Location: Aquatic Animal Health Research
Project Number: 6420-32000-022-00
Start Date: Dec 14, 2004
End Date: Dec 13, 2009
The goal of this research project is to provide fish farmers and fish health managers tools for diagnosing and identifying pathogens and off-flavor compounds in aquaculture and to answer basic questions on disease transmission and epidemiology. The specific objective of the project include: 1) develop and apply rapid non-lethal methods to detect, diagnose and evaluate the effects of pathogens, off-flavor compounds and toxins in aquatic animals; 2) develop in vivo and in vitro models for addressing the mechanisms of disease for bacteria, parasites and toxins in aquatic animals and 3) determine risk factors and disease prevalence, incidence, sources and origin of economically important aquatic animal pathogens, especially, Edwardsiella ictaluri, E. tarda, Flavobacterium columnare, Streptococcus iniae, S. agalactiae, Ichthyophthirius multifiliis and Henneguya icatluri (cause of PGD).
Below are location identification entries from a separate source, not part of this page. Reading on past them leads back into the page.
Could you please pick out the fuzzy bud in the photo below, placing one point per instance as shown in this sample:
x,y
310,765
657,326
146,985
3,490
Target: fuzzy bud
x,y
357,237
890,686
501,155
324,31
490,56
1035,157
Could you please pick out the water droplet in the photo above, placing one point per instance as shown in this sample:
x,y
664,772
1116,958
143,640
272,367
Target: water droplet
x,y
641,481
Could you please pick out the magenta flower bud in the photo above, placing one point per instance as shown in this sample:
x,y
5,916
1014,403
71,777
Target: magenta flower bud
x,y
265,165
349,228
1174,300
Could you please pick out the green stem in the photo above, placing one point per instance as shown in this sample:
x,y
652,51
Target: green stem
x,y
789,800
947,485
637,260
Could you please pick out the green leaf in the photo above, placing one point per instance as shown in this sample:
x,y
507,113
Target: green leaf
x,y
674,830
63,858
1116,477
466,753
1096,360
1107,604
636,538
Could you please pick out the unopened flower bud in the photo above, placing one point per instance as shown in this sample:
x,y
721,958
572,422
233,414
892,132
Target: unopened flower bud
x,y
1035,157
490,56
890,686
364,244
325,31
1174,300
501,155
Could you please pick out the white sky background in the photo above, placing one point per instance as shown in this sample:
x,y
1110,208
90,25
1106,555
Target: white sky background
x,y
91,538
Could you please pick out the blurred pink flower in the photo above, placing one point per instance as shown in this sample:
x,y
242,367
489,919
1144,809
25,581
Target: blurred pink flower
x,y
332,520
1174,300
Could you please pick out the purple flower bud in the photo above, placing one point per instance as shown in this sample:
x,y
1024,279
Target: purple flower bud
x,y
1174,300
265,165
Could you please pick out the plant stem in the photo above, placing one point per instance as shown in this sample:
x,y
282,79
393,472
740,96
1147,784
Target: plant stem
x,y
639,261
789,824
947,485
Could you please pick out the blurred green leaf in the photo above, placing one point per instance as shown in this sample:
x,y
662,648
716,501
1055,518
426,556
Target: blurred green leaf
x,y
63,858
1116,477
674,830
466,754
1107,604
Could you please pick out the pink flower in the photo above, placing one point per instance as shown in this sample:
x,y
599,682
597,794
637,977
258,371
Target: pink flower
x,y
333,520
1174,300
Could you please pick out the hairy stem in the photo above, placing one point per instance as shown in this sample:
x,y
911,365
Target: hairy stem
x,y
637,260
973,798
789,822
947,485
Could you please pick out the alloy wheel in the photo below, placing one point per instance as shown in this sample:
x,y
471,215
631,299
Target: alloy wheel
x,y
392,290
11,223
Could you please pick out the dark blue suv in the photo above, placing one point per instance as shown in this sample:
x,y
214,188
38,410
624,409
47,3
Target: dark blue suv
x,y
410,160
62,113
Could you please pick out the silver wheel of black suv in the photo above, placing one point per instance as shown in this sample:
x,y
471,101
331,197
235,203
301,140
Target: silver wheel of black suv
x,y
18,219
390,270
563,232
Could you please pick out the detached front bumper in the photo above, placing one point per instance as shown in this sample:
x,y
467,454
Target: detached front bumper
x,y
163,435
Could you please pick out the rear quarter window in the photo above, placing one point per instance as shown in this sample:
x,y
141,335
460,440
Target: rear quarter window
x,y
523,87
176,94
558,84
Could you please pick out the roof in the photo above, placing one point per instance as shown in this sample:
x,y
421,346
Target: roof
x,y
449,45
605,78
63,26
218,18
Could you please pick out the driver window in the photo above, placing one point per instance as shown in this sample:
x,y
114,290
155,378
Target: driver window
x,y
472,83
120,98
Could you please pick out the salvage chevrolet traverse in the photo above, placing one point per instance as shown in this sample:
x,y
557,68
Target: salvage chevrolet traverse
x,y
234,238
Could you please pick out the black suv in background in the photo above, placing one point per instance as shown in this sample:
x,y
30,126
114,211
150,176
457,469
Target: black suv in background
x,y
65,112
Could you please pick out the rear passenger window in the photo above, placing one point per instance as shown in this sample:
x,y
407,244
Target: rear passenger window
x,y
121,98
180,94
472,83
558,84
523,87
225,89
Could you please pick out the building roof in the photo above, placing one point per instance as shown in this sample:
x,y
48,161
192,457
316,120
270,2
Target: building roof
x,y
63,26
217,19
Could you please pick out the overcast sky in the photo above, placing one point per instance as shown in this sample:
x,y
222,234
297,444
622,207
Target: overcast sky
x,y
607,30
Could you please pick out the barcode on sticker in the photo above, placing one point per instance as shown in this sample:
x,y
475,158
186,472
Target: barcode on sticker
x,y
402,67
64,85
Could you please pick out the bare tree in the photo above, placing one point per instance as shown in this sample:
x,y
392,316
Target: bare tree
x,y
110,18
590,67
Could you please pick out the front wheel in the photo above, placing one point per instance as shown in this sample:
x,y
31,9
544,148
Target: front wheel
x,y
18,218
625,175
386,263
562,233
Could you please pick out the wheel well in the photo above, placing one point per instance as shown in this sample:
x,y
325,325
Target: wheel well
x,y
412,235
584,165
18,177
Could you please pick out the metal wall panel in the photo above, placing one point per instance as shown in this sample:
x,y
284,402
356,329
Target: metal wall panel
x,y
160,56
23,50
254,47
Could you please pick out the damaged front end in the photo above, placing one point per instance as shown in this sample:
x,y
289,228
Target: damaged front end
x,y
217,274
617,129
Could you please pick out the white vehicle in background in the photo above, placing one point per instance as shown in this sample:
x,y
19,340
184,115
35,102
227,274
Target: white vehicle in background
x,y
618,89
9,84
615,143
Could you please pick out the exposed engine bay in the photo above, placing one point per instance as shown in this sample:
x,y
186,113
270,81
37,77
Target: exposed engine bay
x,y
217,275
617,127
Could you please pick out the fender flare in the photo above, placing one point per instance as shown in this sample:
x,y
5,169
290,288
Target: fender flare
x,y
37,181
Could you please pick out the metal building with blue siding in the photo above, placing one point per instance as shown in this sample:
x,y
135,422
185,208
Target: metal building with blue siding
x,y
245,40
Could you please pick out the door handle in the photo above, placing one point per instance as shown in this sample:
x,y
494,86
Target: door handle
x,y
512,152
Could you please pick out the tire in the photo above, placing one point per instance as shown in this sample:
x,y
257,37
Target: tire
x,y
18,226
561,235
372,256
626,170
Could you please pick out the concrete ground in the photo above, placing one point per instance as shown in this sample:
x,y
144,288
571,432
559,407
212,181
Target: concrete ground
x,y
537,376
The approaches include development and testing of the specificity and sensitivity of monoclonal and polyclonal antibody assays, molecular probes (PCR) and detection systems focused on rapid non-lethal detection and identification of pathogens. The approach used for off-flavor compound detection will be canine olfactory detection. Basic studies on the mechanism of disease will be set up to address both horizontal and vertical transmission of the above disease agents. Studies will also be designed to address the effect of toxic compounds on fish in vivo (water borne exposure) and in vitro (i.e. on cell lines or primary cell cultures). The final objective will be completed using a multidisciplinary approach including microbiology, parasitology, immunology, histology and nutrition to answer questions on epidemiology. Meeting the objectives of this multifaceted project will provide information that can be used by fish farmers and aquatic health managers to help reduce the economic impact of health problems in aquatic animal production.